Barer had a Jewish upbringing and even competed in a Bible competition in Israel during high school. His specific interest in Moses arose more recently, after he began attending synagogue services to say Kaddish for his mother, who died in 2012.

“I was going five or six times a week, and I was learning more about the Torah,” he said. “When the moment came to decide on the project, I said, ‘This is really inspiring.’ ”

The San Fernando Valley Master Chorale formed 27 years ago, and has performed locally at the Dorothy Chandler Pavilion and the John Anson Ford Amphitheatre, as well as at New York’s Carnegie Hall and Avery Fisher Hall.

He presented the idea to the chorale, and it agreed to perform his new work. An early version was performed in 2015, just as the conductor of the master chorale, Terry Danne, was set to retire. The following year, Charlie Kim stepped in as the new artistic director of the master chorale; Kim will conduct the completed oratorio.

A Korean-Filipino American and native of Southern California, Kim also plays piano with Los Angeles Opera and sings with the Los Angeles Master Chorale. He studied in Texas before returning to the Golden State to serve as music director of Our Lady of the Assumption parish in Ventura.

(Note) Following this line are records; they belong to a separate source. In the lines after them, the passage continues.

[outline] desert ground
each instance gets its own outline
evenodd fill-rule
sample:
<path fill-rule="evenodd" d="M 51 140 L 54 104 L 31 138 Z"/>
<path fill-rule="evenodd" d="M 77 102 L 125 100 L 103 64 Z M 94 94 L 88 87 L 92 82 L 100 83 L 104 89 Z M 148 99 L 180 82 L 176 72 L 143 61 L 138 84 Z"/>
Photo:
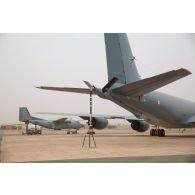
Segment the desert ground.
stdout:
<path fill-rule="evenodd" d="M 195 130 L 167 130 L 166 137 L 151 137 L 130 128 L 96 131 L 97 147 L 82 148 L 86 129 L 78 134 L 43 130 L 22 135 L 22 130 L 0 130 L 1 162 L 195 162 Z M 93 142 L 91 140 L 93 146 Z"/>

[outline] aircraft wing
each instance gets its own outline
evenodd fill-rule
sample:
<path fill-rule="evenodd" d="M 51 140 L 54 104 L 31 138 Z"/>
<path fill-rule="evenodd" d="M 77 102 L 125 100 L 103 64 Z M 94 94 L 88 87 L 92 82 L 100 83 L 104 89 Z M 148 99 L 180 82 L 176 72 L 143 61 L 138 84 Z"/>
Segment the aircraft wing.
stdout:
<path fill-rule="evenodd" d="M 70 114 L 70 113 L 51 113 L 51 112 L 38 112 L 36 114 L 45 114 L 45 115 L 60 115 L 60 116 L 77 116 L 82 118 L 83 120 L 89 120 L 90 114 Z M 135 116 L 124 116 L 124 115 L 101 115 L 101 114 L 93 114 L 93 117 L 103 117 L 106 119 L 125 119 L 128 120 L 129 122 L 135 121 L 135 120 L 143 120 L 143 119 L 138 119 Z"/>
<path fill-rule="evenodd" d="M 57 120 L 55 120 L 53 122 L 54 123 L 64 123 L 66 120 L 67 120 L 67 118 L 60 118 L 60 119 L 57 119 Z"/>
<path fill-rule="evenodd" d="M 122 87 L 113 89 L 112 91 L 121 95 L 142 96 L 178 79 L 181 79 L 189 74 L 191 74 L 191 72 L 184 68 L 181 68 L 150 78 L 142 79 L 134 83 L 126 84 Z"/>
<path fill-rule="evenodd" d="M 89 94 L 90 89 L 88 88 L 70 88 L 70 87 L 36 87 L 38 89 L 45 89 L 45 90 L 53 90 L 53 91 L 63 91 L 63 92 L 73 92 L 73 93 L 83 93 L 83 94 Z M 96 94 L 95 91 L 93 91 L 93 94 Z"/>

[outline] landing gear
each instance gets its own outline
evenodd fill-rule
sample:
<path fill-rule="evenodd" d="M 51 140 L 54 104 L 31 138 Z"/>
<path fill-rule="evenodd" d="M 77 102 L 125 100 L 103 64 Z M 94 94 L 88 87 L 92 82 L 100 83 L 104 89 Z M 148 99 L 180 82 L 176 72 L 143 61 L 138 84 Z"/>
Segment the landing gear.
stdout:
<path fill-rule="evenodd" d="M 165 130 L 164 129 L 151 129 L 150 130 L 150 136 L 164 137 L 165 136 Z"/>

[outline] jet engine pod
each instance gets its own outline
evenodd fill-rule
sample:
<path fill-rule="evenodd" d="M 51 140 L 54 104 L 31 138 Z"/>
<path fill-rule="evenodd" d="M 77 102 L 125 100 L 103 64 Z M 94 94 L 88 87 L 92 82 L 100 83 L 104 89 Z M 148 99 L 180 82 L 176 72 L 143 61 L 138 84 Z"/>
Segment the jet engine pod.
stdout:
<path fill-rule="evenodd" d="M 89 125 L 89 121 L 88 121 Z M 94 129 L 104 129 L 108 126 L 108 120 L 104 117 L 93 117 L 92 126 Z"/>
<path fill-rule="evenodd" d="M 131 128 L 138 132 L 144 132 L 148 130 L 149 124 L 146 121 L 132 121 Z"/>

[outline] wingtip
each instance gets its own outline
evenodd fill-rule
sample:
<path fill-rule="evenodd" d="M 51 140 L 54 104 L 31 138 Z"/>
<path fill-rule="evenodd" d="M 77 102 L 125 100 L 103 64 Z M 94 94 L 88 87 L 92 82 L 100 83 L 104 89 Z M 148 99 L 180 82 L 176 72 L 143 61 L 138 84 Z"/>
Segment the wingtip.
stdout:
<path fill-rule="evenodd" d="M 192 72 L 190 72 L 190 71 L 189 71 L 188 69 L 186 69 L 186 68 L 180 68 L 179 70 L 182 71 L 183 73 L 185 73 L 186 75 L 192 74 Z"/>

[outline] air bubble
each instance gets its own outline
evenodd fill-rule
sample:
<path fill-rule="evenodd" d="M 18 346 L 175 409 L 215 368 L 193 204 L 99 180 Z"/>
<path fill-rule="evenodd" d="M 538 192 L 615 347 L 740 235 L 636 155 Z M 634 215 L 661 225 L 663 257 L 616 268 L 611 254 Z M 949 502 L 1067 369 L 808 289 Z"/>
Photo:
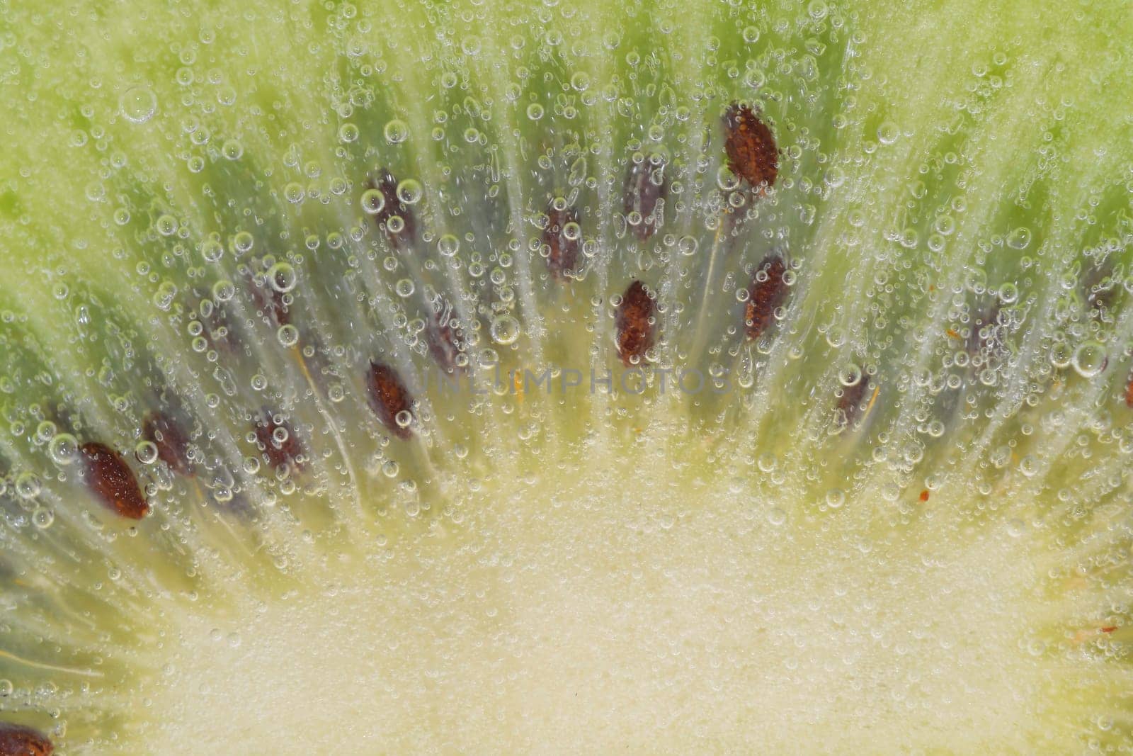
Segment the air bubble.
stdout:
<path fill-rule="evenodd" d="M 400 118 L 394 118 L 382 129 L 385 141 L 390 144 L 401 144 L 409 138 L 409 125 Z"/>
<path fill-rule="evenodd" d="M 143 465 L 153 465 L 157 461 L 157 444 L 153 441 L 138 441 L 134 447 L 134 456 Z"/>
<path fill-rule="evenodd" d="M 295 272 L 295 267 L 290 263 L 275 263 L 272 269 L 267 271 L 267 281 L 272 284 L 272 288 L 280 294 L 287 294 L 295 288 L 298 281 L 298 274 Z"/>
<path fill-rule="evenodd" d="M 358 127 L 353 124 L 343 124 L 339 127 L 339 138 L 350 144 L 358 141 Z"/>
<path fill-rule="evenodd" d="M 516 343 L 519 339 L 519 321 L 511 315 L 500 315 L 492 321 L 492 340 L 499 345 L 508 346 Z"/>
<path fill-rule="evenodd" d="M 1100 341 L 1084 341 L 1074 350 L 1072 364 L 1082 377 L 1093 377 L 1106 369 L 1106 346 Z"/>
<path fill-rule="evenodd" d="M 299 329 L 291 325 L 290 323 L 287 325 L 281 325 L 280 329 L 275 332 L 275 338 L 279 339 L 279 342 L 282 346 L 289 348 L 293 347 L 295 345 L 299 343 Z"/>
<path fill-rule="evenodd" d="M 145 86 L 131 86 L 118 101 L 122 116 L 135 124 L 144 124 L 157 111 L 157 95 Z"/>
<path fill-rule="evenodd" d="M 416 179 L 407 178 L 398 184 L 398 199 L 407 205 L 415 205 L 420 202 L 421 194 L 424 194 L 424 189 L 420 181 Z"/>
<path fill-rule="evenodd" d="M 460 250 L 460 239 L 452 233 L 445 233 L 437 239 L 436 249 L 443 257 L 452 257 Z"/>
<path fill-rule="evenodd" d="M 857 365 L 846 365 L 838 371 L 838 383 L 844 387 L 858 385 L 861 380 L 861 368 Z"/>
<path fill-rule="evenodd" d="M 367 215 L 376 215 L 385 207 L 385 195 L 380 189 L 366 189 L 361 193 L 361 211 Z"/>
<path fill-rule="evenodd" d="M 893 121 L 885 121 L 877 127 L 877 141 L 881 144 L 893 144 L 901 136 L 901 129 Z"/>
<path fill-rule="evenodd" d="M 60 433 L 51 439 L 48 453 L 57 465 L 70 465 L 78 456 L 78 439 L 70 433 Z"/>
<path fill-rule="evenodd" d="M 303 202 L 303 198 L 305 196 L 306 192 L 304 192 L 303 187 L 299 184 L 296 184 L 295 181 L 291 181 L 286 187 L 283 187 L 283 197 L 293 205 Z"/>
<path fill-rule="evenodd" d="M 1026 249 L 1031 245 L 1031 229 L 1019 227 L 1007 235 L 1007 246 L 1012 249 Z"/>

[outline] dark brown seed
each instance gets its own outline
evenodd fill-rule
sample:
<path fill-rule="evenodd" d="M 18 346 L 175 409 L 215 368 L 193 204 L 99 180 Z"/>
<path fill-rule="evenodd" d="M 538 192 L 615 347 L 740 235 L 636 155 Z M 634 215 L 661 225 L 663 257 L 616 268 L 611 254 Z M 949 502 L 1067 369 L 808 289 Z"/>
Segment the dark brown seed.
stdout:
<path fill-rule="evenodd" d="M 369 363 L 369 406 L 382 425 L 399 439 L 408 439 L 409 426 L 398 424 L 399 413 L 412 413 L 414 398 L 401 376 L 389 365 Z"/>
<path fill-rule="evenodd" d="M 455 321 L 445 309 L 440 314 L 429 315 L 428 325 L 425 329 L 425 340 L 428 342 L 429 354 L 433 359 L 445 371 L 458 368 L 457 357 L 463 350 L 463 339 L 457 328 Z"/>
<path fill-rule="evenodd" d="M 264 282 L 257 286 L 253 280 L 248 289 L 252 291 L 252 300 L 256 309 L 275 321 L 276 325 L 288 325 L 291 322 L 283 294 L 278 291 L 271 281 L 265 278 Z"/>
<path fill-rule="evenodd" d="M 181 426 L 168 415 L 150 413 L 142 424 L 142 435 L 157 447 L 157 457 L 178 475 L 193 475 L 189 439 Z"/>
<path fill-rule="evenodd" d="M 412 211 L 398 196 L 398 179 L 393 177 L 390 169 L 383 168 L 378 171 L 377 179 L 370 179 L 368 186 L 381 192 L 382 198 L 385 199 L 382 210 L 374 214 L 374 221 L 385 231 L 385 238 L 395 247 L 406 247 L 411 244 L 416 231 L 416 221 Z M 397 232 L 390 230 L 390 219 L 394 215 L 400 218 L 403 223 Z"/>
<path fill-rule="evenodd" d="M 973 318 L 971 330 L 968 333 L 968 354 L 974 356 L 979 352 L 988 352 L 988 357 L 991 357 L 1003 346 L 1002 325 L 999 324 L 1000 307 L 999 300 L 996 299 Z"/>
<path fill-rule="evenodd" d="M 625 175 L 622 211 L 627 215 L 634 211 L 641 214 L 641 222 L 630 226 L 639 240 L 648 241 L 661 227 L 662 210 L 657 205 L 667 190 L 668 182 L 663 165 L 654 164 L 649 160 L 630 161 L 629 172 Z"/>
<path fill-rule="evenodd" d="M 767 255 L 748 288 L 748 307 L 744 323 L 748 326 L 748 339 L 758 339 L 775 320 L 775 308 L 786 299 L 786 281 L 783 273 L 786 263 L 778 255 Z"/>
<path fill-rule="evenodd" d="M 303 465 L 299 464 L 298 458 L 303 453 L 303 444 L 299 443 L 299 438 L 295 434 L 295 428 L 287 422 L 287 418 L 280 417 L 276 422 L 276 417 L 266 408 L 261 411 L 259 418 L 256 421 L 256 440 L 263 447 L 267 462 L 275 469 L 281 469 L 284 465 L 301 468 Z M 278 428 L 282 428 L 287 433 L 282 441 L 275 438 Z"/>
<path fill-rule="evenodd" d="M 1109 261 L 1091 264 L 1082 277 L 1082 288 L 1094 317 L 1111 312 L 1119 294 L 1113 264 Z"/>
<path fill-rule="evenodd" d="M 842 387 L 838 397 L 837 419 L 840 425 L 852 425 L 864 409 L 862 402 L 869 394 L 870 380 L 864 372 L 853 385 Z"/>
<path fill-rule="evenodd" d="M 578 266 L 578 253 L 581 239 L 568 238 L 566 224 L 578 223 L 578 211 L 573 207 L 556 207 L 552 201 L 547 205 L 547 228 L 543 230 L 543 244 L 547 245 L 547 267 L 556 279 L 564 279 L 574 273 Z"/>
<path fill-rule="evenodd" d="M 752 188 L 765 192 L 778 176 L 775 136 L 748 105 L 732 103 L 724 113 L 727 165 Z"/>
<path fill-rule="evenodd" d="M 108 509 L 122 517 L 139 520 L 150 511 L 134 470 L 122 456 L 110 447 L 88 442 L 79 447 L 85 466 L 86 485 Z"/>
<path fill-rule="evenodd" d="M 617 326 L 617 351 L 627 367 L 632 358 L 640 358 L 653 346 L 655 324 L 650 318 L 656 313 L 657 304 L 645 290 L 645 284 L 641 281 L 630 283 L 622 295 L 622 303 L 617 305 L 614 318 Z"/>
<path fill-rule="evenodd" d="M 56 747 L 37 730 L 0 722 L 0 756 L 51 756 Z"/>

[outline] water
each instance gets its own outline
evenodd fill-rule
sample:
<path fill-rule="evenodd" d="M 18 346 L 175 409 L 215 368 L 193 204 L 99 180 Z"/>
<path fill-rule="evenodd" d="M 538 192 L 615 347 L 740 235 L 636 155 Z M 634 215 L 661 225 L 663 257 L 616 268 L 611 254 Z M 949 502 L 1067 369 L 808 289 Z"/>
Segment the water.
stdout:
<path fill-rule="evenodd" d="M 1108 58 L 825 2 L 308 10 L 129 63 L 56 16 L 90 73 L 16 85 L 10 711 L 94 753 L 1127 745 Z"/>

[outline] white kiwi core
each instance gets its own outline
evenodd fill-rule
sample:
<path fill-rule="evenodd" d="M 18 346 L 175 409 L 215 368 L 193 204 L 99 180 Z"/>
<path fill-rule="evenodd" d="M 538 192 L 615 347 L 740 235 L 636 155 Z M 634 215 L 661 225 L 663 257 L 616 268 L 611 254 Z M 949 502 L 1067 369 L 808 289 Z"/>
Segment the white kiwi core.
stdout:
<path fill-rule="evenodd" d="M 139 734 L 165 754 L 971 753 L 1047 742 L 1071 713 L 1076 644 L 1053 659 L 1031 631 L 1058 608 L 1025 526 L 973 534 L 940 491 L 881 529 L 863 502 L 785 501 L 774 468 L 653 449 L 486 478 L 467 527 L 187 606 Z"/>

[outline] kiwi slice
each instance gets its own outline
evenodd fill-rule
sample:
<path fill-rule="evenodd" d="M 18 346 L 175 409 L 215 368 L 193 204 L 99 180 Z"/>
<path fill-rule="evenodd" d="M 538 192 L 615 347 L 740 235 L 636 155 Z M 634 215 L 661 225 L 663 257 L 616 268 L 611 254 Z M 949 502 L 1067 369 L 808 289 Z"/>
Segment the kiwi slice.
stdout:
<path fill-rule="evenodd" d="M 0 754 L 1126 753 L 1125 10 L 9 3 Z"/>

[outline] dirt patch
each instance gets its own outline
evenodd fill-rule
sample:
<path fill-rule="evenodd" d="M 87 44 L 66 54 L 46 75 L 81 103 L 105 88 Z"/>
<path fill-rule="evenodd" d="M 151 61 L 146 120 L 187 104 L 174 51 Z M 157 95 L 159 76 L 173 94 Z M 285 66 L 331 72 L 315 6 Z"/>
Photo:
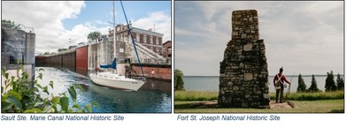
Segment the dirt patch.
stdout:
<path fill-rule="evenodd" d="M 269 106 L 272 109 L 297 108 L 297 106 L 294 102 L 289 101 L 282 103 L 275 103 L 273 102 L 269 102 Z"/>
<path fill-rule="evenodd" d="M 283 103 L 275 103 L 274 102 L 269 102 L 271 109 L 294 109 L 297 106 L 292 102 L 286 102 Z M 215 109 L 221 108 L 218 105 L 218 101 L 206 101 L 206 102 L 196 102 L 190 104 L 190 108 L 194 109 Z"/>

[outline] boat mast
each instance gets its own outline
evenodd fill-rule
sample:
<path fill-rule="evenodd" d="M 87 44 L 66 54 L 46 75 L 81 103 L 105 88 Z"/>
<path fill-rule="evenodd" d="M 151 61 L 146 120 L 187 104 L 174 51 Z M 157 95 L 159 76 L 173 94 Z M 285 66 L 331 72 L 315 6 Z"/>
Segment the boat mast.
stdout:
<path fill-rule="evenodd" d="M 113 1 L 113 59 L 116 58 L 116 13 Z M 117 62 L 114 62 L 117 63 Z"/>

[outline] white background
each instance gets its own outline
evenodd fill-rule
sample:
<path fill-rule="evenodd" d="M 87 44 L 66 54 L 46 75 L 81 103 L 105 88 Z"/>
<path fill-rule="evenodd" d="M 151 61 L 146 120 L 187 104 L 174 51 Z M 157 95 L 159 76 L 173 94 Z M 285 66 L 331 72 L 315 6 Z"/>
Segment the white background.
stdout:
<path fill-rule="evenodd" d="M 96 114 L 101 116 L 121 115 L 125 117 L 124 121 L 0 121 L 2 128 L 22 128 L 22 127 L 164 127 L 164 128 L 187 128 L 187 127 L 350 127 L 354 118 L 354 95 L 353 95 L 353 1 L 345 1 L 345 101 L 344 114 L 231 114 L 241 115 L 258 115 L 270 116 L 277 115 L 281 117 L 281 121 L 216 121 L 216 122 L 192 122 L 177 121 L 178 115 L 204 115 L 216 116 L 218 114 Z M 351 8 L 350 7 L 351 6 Z M 173 111 L 173 106 L 172 107 Z M 1 114 L 2 116 L 4 114 Z M 12 116 L 18 114 L 6 114 Z M 31 114 L 21 114 L 27 118 Z M 49 114 L 42 114 L 47 117 Z M 62 114 L 53 114 L 59 116 Z M 63 114 L 65 115 L 65 114 Z M 78 114 L 81 115 L 81 114 Z M 86 115 L 86 114 L 82 114 Z M 225 114 L 219 114 L 219 116 Z M 351 122 L 350 122 L 351 121 Z"/>

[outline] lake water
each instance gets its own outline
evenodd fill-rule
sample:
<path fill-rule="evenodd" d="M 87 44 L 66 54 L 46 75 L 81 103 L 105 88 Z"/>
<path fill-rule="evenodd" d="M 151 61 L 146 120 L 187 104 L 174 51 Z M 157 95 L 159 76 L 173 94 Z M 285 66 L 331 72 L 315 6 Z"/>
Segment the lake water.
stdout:
<path fill-rule="evenodd" d="M 54 95 L 67 91 L 70 85 L 80 84 L 85 93 L 77 90 L 77 102 L 83 107 L 87 103 L 96 102 L 98 108 L 94 108 L 96 113 L 171 113 L 171 81 L 148 79 L 136 92 L 114 89 L 95 85 L 88 77 L 87 72 L 73 72 L 68 69 L 53 67 L 36 67 L 44 72 L 42 86 L 54 82 L 54 89 L 50 89 Z M 50 88 L 50 87 L 49 87 Z M 68 96 L 70 96 L 67 94 Z M 44 95 L 45 96 L 45 95 Z"/>
<path fill-rule="evenodd" d="M 342 77 L 342 76 L 341 76 Z M 287 76 L 288 79 L 291 79 L 291 76 Z M 325 83 L 326 83 L 326 76 L 315 76 L 317 81 L 317 87 L 319 90 L 325 91 Z M 270 76 L 268 78 L 268 81 L 270 82 L 269 91 L 275 92 L 273 79 L 274 79 L 273 76 Z M 312 76 L 303 76 L 304 81 L 305 82 L 307 88 L 311 86 L 311 80 L 312 79 Z M 335 81 L 336 80 L 337 77 L 335 75 Z M 290 92 L 296 92 L 297 89 L 297 80 L 298 77 L 294 76 L 291 79 L 291 87 Z M 185 76 L 183 77 L 184 81 L 184 88 L 187 91 L 210 91 L 210 92 L 219 92 L 219 77 L 189 77 Z M 289 87 L 289 86 L 288 86 Z M 287 90 L 284 89 L 284 90 Z"/>

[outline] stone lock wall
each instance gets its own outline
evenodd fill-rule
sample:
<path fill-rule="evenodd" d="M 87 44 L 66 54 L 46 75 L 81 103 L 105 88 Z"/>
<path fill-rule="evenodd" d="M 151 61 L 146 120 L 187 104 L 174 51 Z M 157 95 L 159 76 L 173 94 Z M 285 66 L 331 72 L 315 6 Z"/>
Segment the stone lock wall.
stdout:
<path fill-rule="evenodd" d="M 258 36 L 257 11 L 234 11 L 232 39 L 220 62 L 219 105 L 269 108 L 266 46 Z"/>

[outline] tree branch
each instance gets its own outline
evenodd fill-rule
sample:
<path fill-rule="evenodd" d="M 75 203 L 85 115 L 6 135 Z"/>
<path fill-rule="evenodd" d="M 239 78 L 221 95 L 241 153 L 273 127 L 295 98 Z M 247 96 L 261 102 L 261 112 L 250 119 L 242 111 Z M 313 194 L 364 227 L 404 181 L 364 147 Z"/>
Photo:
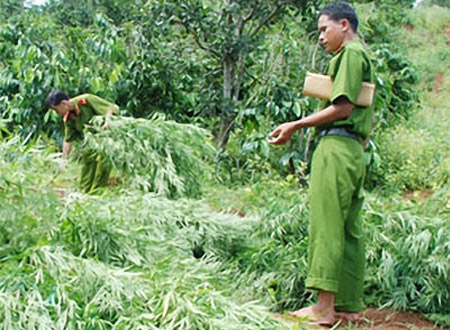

“I was also surprised that there weren’t more musical settings of the story of Moses,” Kim said. “There are a few pieces that focus on the plight of the Israelites leaving Egypt, but the story of Moses from his birth all the way through is very dramatic. He has encounters with God, and confronts government leaders at the risk of his own life.”

The oratorio recounts Moses’ childhood, his marriage to Tzipora, the story of the burning bush, the Ten Plagues, the parting of the Red Sea, the receiving of the Ten Commandments, the golden calf, and the wandering for 40 years in the desert.

Barer also wanted to emphasize Jewish values that will surely be at the center of discussions at Passover seders this year.

“Having compassion for the poor, the stranger, the widow and the orphan is mentioned 33 times in the Torah,” he said.

With help from Rabbi Ed Feinstein of Valley Beth Shalom, Barer prepared the libretto using only Hebrew text from the Torah. He realized that one big challenge would be telling the story of Moses in about an hour, so he introduced brief narrative sections in English to advance the story.

Barer considered writing it in English or Spanish, but decided that certain words were lost in translation, such as “hineini,” meaning “here I am.”

“These words, I’ve lived with them all my life,” he said. “The words in Hebrew are charged with meaning.”

Barer hopes that his oratorio will help audiences gain renewed appreciation for Moses’ life, just as he did while grieving his mother’s death in synagogue.

The San Fernando Valley Master Chorale will premiere “Moses, an Oratorio” at Wilshire Boulevard Temple, 3663 Wilshire Blvd., Los Angeles, at 4 p.m. April 2. Tickets are $18.